2. Comb for Ethernet/Layer two Errors
If a packet becomes errored somewhere on the path, the next switch or router along the way will drop it. The nice thing for us as troubleshooters is that the device will make a record of the drop, marking it as an FCS error, late collision, overrun, or some other misalignment. These counters can help us to find bad cables, faulty interfaces, bad terminations, duplex problems, and other layer two issues. Problems like these can bring an application to its knees, so it is important to regularly watchdog the network for them.
3. Dig for Discards
First, let's get something straight - discards and errors are two different things. Discards may increment on a link that is perfectly healthy in terms of errors. Just because we see a discard does not mean that we will also see errors counting on that interface. Finding an interface that has discards does not always mean we have found the root cause of the problem. For example, an interface may be configured as a trunk, supporting several VLAN numbers. If a frame is received with a VLAN ID that is not configured on the receiving port, this frame will be discarded.
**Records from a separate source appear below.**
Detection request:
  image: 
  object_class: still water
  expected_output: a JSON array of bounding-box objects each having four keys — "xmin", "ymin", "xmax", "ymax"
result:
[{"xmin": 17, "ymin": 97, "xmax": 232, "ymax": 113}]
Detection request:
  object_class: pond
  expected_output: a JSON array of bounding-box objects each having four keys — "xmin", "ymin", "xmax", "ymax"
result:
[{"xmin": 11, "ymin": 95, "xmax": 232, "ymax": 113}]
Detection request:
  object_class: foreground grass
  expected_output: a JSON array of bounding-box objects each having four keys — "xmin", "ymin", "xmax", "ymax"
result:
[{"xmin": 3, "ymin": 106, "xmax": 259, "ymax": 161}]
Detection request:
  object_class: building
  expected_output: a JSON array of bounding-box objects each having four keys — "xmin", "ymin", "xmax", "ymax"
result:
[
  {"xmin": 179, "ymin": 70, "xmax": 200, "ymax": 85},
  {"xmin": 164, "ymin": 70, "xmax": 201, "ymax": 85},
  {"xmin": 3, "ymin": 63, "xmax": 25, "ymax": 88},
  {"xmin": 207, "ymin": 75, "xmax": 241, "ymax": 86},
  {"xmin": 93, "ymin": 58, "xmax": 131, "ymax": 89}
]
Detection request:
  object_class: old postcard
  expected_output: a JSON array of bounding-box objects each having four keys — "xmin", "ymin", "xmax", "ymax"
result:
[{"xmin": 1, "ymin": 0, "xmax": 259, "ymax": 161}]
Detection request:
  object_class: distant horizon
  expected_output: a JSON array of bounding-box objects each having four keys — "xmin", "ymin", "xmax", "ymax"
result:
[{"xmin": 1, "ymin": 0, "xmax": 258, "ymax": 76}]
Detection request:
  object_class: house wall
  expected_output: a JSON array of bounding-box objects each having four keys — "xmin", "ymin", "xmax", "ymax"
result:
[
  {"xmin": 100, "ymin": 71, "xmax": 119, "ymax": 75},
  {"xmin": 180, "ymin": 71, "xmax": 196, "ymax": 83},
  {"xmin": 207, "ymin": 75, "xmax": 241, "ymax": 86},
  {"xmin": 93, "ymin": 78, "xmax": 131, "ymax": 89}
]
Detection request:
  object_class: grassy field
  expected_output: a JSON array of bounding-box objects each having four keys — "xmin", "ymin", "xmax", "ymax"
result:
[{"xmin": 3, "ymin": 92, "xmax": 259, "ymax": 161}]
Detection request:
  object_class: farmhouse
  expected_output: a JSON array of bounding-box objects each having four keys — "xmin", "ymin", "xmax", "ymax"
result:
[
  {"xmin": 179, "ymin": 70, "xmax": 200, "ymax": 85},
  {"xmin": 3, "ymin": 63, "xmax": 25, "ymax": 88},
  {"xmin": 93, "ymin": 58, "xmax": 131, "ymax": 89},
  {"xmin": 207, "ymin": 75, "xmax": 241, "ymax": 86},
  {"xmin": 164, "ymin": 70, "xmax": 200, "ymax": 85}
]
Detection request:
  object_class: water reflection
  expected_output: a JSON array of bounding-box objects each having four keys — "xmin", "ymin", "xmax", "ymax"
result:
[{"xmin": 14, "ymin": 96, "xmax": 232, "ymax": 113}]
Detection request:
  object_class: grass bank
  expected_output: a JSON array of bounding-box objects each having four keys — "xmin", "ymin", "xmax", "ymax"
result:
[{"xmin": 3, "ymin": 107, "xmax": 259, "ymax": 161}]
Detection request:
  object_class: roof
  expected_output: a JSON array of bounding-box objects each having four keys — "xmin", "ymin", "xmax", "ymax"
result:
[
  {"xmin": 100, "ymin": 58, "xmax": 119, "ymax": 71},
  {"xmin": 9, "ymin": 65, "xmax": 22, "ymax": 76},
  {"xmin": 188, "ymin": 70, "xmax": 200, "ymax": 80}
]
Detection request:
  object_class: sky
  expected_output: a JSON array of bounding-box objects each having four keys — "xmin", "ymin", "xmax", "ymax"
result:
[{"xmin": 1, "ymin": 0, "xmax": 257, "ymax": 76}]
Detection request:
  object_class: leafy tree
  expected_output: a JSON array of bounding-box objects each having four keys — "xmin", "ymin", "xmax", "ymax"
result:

This configuration problem typically doesn't impact performance for applications though. If these were impacting the application, the user would experience connectivity problems since they would not be able to contact the server in the first place. So when troubleshooting slowness, don't be quick to blame every interface that you find with discards.
The discards we want to focus on are the ones caused by input or output congestion. When a link fills, there is only so much buffering it can do with remaining packets before it starts dropping them. Along with interface discards, we will often see a spike in the router CPU as it tries to keep up with the increase in traffic. If a link is persistently becoming congested, make sure to use a flow-based technology to identify the type and source of the traffic to determine if it is acceptable network usage. It could be that a backup or peer-to-peer file transfer is clogging the network, which can impact application performance.
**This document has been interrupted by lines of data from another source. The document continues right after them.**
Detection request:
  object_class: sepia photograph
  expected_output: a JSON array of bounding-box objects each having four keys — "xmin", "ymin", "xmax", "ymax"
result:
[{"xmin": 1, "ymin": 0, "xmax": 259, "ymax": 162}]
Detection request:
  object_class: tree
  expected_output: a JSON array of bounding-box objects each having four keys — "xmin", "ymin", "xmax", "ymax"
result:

Looking for these types of issues can be very time consuming if we don't have the right tools. In fact, unless they are impacting a critical application, discards and errors can go on for months and years without our knowledge. It is important to resolve them before they start affecting something important.
As a troubleshooter, a tool that I regularly use to spotlight discards, errors, and high utilization problems is the OptiView XG. I promise I'm not just saying that to plug the tool. It just makes these types of issues much easier to find on a network. In fact, with it's latest bump in software versions (v14) the XG got a handy new feature called Interface Health. This part of the tool shows the top 1000 interfaces network-wide that are experiencing errors, discards, and high utilization. This feature makes it very easy to find interfaces that are responsible for packet drops, which is a huge help in tracking down application performance problems. For sure, there are other ways to find these issues, but it often requires quite a bit of "show interface detail"!